University Students Using Hockey Pucks To Protect Against Active Shooters

hockey pucks being given to staff at Oakland University

Preparing for an active shooter is fact of life for many students these days, and one university in Rochester, Michigan has begun promoting a unique idea that will also help them to raise money to better secure their school. 

To better prepare for an active shooter, faculty and students at Oakland University in Michigan have begun arming themselves with hockey pucks to help deter a gunman if they enter their classroom. 

The quirky self-defense idea grew out of a training session held for students, faculty and staff at the university by University Police Chief Mark Gordon. During one training session, a participant asked Gordon what people could possibly bring to campus that would allow them to be better prepared to fight if they needed to. 

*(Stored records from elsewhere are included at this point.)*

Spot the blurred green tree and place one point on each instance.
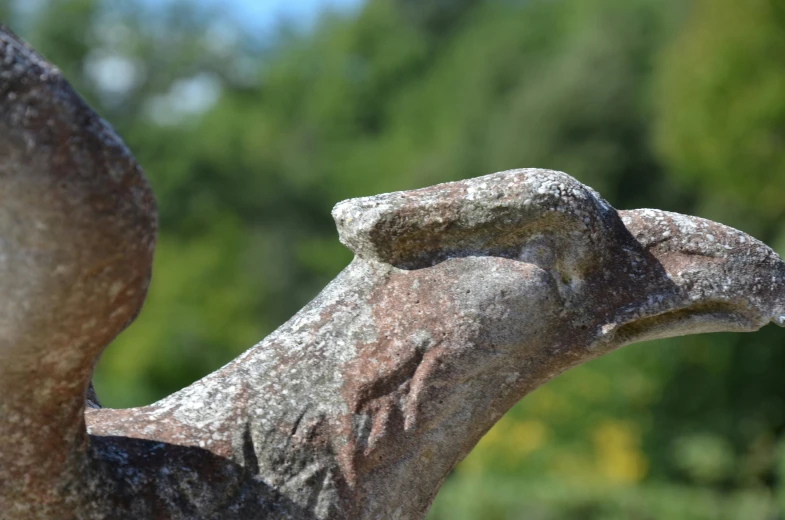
(249, 143)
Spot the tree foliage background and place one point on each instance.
(248, 143)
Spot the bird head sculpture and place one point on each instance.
(461, 299)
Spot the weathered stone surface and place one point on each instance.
(461, 299)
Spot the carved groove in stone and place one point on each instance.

Because the campus has a "no-weapons" policy, Gordon's advice was for people to get creative and be ready to throw something - anything - at the shooter that might distract the gunman. At one point, he mentions a hockey puck in the long list of items like staplers, and laptops. 

"It was just kind of a spur-of-the-moment idea that seemed to have some merit to it and it kind of caught on," Gordon said. 

Tom Descenna, a professor at the university who also acts as the president of the faculty union, spearheaded an effort to purchase 2,500 hockey pucks and distribute them to union members and students. 

The hockey pucks have a dual-purpose. They're also being used to help raise money for the university to fund the installation of interior locks on classroom doors. Some of the doors at the university are only lockable from the hallway. Each puck has a printed number that people can enter on the university's website to donate money for the new locks. 

"We know locking the classroom, in and of itself, is a big deterrent" to a shooter being able to enter the room, Gordon said. 

The 2007 shootings at Virginia Tech and other recent school shootings inspired Oakland University to help students prepare for a possible active shooter and defend themselves should the opportunity present itself. 

Gordon said the university's training sessions for active shooters focuses on telling people to flee first, and then, if that's not possible, to try and hide from the shooter. Fighting back with (or without) a hockey puck is "an absolute last strategy" Gordon said. 

“Anything that you can throw that’s heavy and will cause damage, cause injury is the bottom line of what you’re trying to do," he said. "(A hockey puck) was just a thing that we suggested that could possibly work, especially when you have 20 or 30 people in a classroom and they all throw hockey pucks at the same time, it would be quite the distraction."